At this stage, the Grists don't know what Isla's future holds. Life expectancy for children with Isla's form of EB varies, and Andy says he sometimes torments himself by going online and reading the obituaries of other children who have suffered from the condition, trying to work out how far the disorder has developed. "I think it will get a lot more difficult," says Rachael. "At the moment she's in a buggy and I can take her for walks with the dog, but in three or four years I don't know if she'll be able to walk as far as we walk with the dog. She might not even be able to walk to the car. We just don't know. I don't like to look too far ahead. I deal with today and enjoy today, and plan for what we're going to do tomorrow. Because I think our time with her is going to be limited, we don't know how long that's going to be, so I think we're going to have a really good time and we're going to try what we can.

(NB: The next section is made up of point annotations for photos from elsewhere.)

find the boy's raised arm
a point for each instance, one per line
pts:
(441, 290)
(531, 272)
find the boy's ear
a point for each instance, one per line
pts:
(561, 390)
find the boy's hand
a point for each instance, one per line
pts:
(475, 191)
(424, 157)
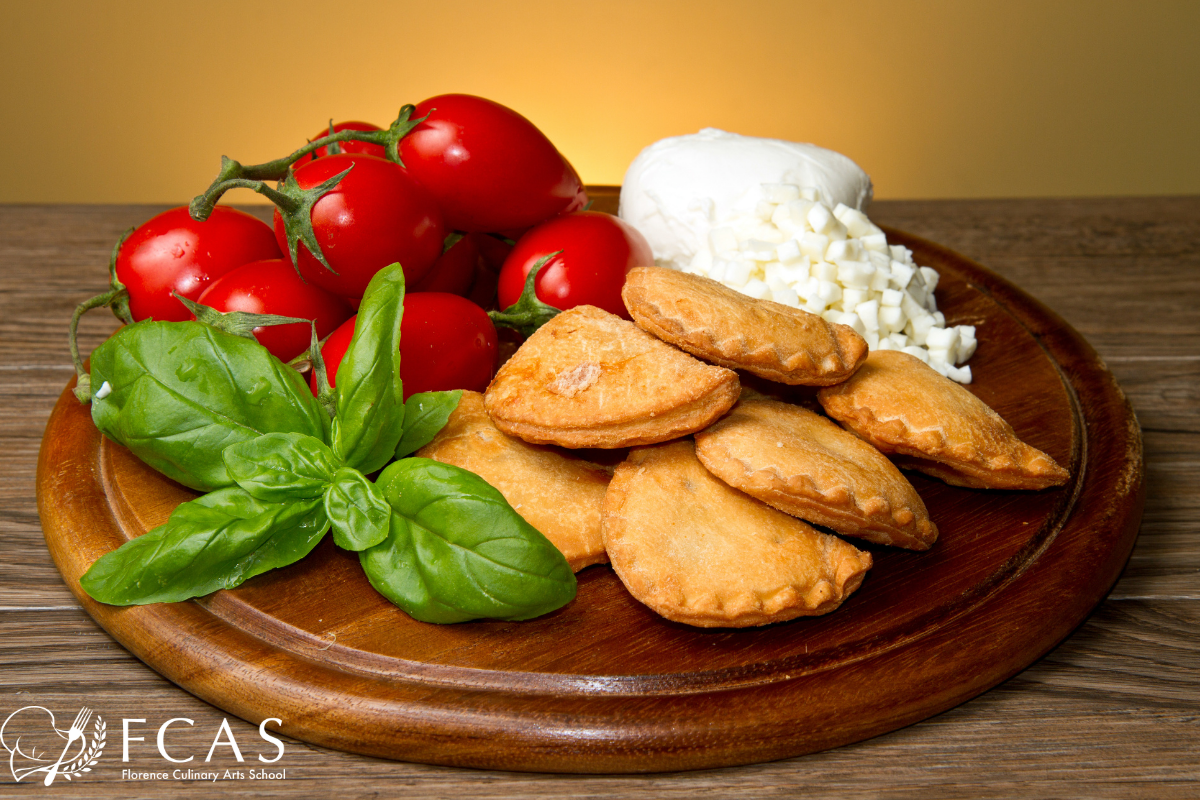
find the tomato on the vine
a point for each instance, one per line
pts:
(376, 216)
(489, 168)
(597, 252)
(365, 148)
(173, 252)
(445, 342)
(273, 287)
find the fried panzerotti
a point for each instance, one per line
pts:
(559, 495)
(901, 405)
(804, 464)
(699, 552)
(591, 379)
(718, 324)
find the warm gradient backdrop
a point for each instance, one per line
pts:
(136, 101)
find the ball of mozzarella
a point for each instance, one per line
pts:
(678, 188)
(829, 259)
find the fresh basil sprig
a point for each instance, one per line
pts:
(217, 411)
(179, 394)
(370, 410)
(425, 415)
(358, 510)
(213, 542)
(280, 467)
(457, 551)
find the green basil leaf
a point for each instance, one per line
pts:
(358, 511)
(456, 551)
(213, 542)
(280, 467)
(425, 414)
(179, 394)
(370, 413)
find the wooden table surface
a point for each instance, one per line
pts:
(1114, 711)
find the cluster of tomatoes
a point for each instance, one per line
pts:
(480, 198)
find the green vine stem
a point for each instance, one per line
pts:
(239, 323)
(528, 313)
(118, 299)
(324, 391)
(237, 175)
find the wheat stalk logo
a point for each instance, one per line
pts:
(25, 761)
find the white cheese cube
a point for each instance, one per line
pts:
(869, 312)
(856, 222)
(759, 250)
(921, 328)
(881, 280)
(781, 192)
(942, 338)
(892, 298)
(855, 274)
(789, 251)
(901, 274)
(723, 240)
(829, 292)
(930, 276)
(825, 271)
(892, 318)
(766, 232)
(851, 298)
(847, 250)
(814, 245)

You could spend a lot of time thinking about what the future will be like and not enjoying the present, and for me it's the present that's really important."

The Grists' greatest wish for their daughter is simple. "It's happiness," says Andy. "Yes," says Rachael, gently picking up her giggling daughter, who is blissfully unaware that both of her parents are close to tears. "Her life is fun despite all the unpleasant things and the pain," says Rachael. "She's happy. She enjoys what we do with her and we all have happy memories. It's not all about hospital visits and sore skin and infections. It's the fun times."

Isla, sitting on her mother's knee, smiles widely, claps her hands and nods in wholehearted agreement.